In Latin, ‘deus ex machina’ means something along the lines of ‘God from a machine’. It refers, in short, to when Greek plays would have a God character suspend from the stage on a crane and swiftly solve all of the remaining problems at the end. No mess, no fuss. God did it. No questions asked. Now it’s come to mean any character that pops out of nowhere to solve a problem (or all the problems) without any prior warning or mention. It can be quite a tempting tool, frankly: when you’re stuck with writer’s block and don’t know how to conclude this elaborate tale you’ve concocted, what better way to solve the glaring plot holes than to plaster them up with a new, unknown character?
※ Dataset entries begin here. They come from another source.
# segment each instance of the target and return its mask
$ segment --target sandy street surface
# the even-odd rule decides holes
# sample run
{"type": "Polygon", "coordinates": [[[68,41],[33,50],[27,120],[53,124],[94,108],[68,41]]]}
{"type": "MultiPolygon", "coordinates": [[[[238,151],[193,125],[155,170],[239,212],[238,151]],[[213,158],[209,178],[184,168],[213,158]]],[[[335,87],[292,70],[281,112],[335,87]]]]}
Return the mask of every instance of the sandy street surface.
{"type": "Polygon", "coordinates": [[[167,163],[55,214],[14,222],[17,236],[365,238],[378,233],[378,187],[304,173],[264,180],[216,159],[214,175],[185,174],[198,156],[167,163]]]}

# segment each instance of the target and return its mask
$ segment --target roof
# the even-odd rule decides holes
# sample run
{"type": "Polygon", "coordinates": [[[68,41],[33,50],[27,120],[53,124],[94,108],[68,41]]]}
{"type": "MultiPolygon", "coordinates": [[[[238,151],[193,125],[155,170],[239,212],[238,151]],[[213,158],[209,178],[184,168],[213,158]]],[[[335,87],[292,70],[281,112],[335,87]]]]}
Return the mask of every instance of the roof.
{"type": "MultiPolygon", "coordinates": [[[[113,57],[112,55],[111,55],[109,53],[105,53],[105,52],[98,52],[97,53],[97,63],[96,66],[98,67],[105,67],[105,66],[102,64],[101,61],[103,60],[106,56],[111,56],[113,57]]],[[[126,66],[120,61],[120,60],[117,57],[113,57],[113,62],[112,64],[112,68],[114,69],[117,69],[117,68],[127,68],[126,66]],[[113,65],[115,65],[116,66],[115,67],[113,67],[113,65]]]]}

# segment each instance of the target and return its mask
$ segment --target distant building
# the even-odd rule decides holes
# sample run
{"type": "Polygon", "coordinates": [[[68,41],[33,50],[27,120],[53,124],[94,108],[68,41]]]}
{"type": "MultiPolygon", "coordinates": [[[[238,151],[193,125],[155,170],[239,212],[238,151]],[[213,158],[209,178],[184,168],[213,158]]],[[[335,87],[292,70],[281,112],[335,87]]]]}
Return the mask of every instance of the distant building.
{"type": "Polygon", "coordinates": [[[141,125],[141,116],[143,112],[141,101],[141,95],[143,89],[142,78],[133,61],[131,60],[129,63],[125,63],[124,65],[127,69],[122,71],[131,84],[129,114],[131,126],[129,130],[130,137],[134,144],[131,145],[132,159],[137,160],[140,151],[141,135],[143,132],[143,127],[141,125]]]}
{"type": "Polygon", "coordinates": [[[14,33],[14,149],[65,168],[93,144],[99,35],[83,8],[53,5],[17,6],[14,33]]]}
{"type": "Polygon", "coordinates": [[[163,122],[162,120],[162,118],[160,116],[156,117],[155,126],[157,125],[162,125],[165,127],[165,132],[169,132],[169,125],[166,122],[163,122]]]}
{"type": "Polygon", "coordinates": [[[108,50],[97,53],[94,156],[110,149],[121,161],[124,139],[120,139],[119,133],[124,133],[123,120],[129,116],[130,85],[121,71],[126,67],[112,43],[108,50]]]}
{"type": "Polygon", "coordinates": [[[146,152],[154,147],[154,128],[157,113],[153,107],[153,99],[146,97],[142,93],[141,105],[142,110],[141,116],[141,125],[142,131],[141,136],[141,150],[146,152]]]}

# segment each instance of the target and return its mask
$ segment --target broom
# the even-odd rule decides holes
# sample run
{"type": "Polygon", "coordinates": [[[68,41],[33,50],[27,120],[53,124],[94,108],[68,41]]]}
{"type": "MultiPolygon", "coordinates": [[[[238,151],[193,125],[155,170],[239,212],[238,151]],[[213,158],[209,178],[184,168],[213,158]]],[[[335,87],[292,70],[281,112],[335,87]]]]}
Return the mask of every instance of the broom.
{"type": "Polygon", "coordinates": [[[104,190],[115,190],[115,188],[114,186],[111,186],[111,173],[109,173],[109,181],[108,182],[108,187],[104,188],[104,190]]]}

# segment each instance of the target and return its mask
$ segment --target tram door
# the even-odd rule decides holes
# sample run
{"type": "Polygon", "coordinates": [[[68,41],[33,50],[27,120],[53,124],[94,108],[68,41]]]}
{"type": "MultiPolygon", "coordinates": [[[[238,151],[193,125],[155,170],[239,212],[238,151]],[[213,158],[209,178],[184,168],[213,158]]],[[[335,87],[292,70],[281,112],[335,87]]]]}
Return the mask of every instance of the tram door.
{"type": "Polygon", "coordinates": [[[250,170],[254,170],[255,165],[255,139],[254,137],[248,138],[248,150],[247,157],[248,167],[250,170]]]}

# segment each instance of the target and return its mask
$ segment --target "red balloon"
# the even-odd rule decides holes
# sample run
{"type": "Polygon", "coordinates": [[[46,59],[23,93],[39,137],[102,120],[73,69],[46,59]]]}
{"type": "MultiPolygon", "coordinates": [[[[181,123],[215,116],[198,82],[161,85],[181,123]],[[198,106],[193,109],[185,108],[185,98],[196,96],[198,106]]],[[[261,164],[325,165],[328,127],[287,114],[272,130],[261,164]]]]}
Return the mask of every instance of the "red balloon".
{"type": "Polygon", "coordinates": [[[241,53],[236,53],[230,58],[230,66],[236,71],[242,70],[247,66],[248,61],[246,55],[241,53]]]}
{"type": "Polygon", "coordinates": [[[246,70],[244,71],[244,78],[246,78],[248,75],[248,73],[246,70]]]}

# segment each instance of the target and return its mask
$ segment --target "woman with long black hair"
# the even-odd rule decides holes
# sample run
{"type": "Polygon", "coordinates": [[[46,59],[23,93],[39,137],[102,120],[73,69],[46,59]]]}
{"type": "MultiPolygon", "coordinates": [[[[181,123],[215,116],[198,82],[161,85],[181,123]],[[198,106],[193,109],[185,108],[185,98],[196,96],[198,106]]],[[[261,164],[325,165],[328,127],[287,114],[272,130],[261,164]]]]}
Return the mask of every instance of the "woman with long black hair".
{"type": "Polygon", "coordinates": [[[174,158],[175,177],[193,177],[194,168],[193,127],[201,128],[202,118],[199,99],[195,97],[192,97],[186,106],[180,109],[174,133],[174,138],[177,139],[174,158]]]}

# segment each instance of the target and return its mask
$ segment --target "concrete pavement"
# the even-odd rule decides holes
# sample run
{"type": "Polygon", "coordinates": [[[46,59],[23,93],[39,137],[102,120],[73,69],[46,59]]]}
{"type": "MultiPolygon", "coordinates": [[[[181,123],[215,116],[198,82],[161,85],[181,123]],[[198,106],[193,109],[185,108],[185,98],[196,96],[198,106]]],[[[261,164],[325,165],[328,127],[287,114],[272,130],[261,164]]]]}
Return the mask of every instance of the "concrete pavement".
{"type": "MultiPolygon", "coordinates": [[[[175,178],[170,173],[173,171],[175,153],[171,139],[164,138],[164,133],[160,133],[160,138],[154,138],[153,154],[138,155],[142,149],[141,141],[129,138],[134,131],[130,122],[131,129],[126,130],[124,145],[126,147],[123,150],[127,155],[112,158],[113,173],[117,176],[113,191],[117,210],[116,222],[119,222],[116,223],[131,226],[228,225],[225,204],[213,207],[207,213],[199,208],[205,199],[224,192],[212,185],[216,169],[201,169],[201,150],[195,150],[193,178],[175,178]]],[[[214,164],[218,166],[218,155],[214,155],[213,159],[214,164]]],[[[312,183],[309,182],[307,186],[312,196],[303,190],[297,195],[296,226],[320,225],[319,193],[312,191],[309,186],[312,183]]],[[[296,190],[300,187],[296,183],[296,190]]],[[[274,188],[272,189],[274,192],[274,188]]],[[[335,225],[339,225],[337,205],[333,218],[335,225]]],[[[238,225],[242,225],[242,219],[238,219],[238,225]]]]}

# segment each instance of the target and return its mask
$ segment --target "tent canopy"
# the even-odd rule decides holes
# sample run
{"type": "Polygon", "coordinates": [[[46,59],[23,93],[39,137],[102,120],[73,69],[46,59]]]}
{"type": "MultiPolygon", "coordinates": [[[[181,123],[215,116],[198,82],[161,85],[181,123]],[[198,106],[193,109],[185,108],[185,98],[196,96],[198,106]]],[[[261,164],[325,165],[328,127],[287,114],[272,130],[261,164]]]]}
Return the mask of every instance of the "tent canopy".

Well, I say no. Euripides may have been a fan of that style of writing, and it may have worked for him, but does no one else remember that “what the hell” reaction when a seemingly impossible (and therefore massively intriguing) problem is solved with the wave of some random person’s wand? It’s lazy and useless most of the time. You’re cutting corners and robbing your readers of a genuinely good ending.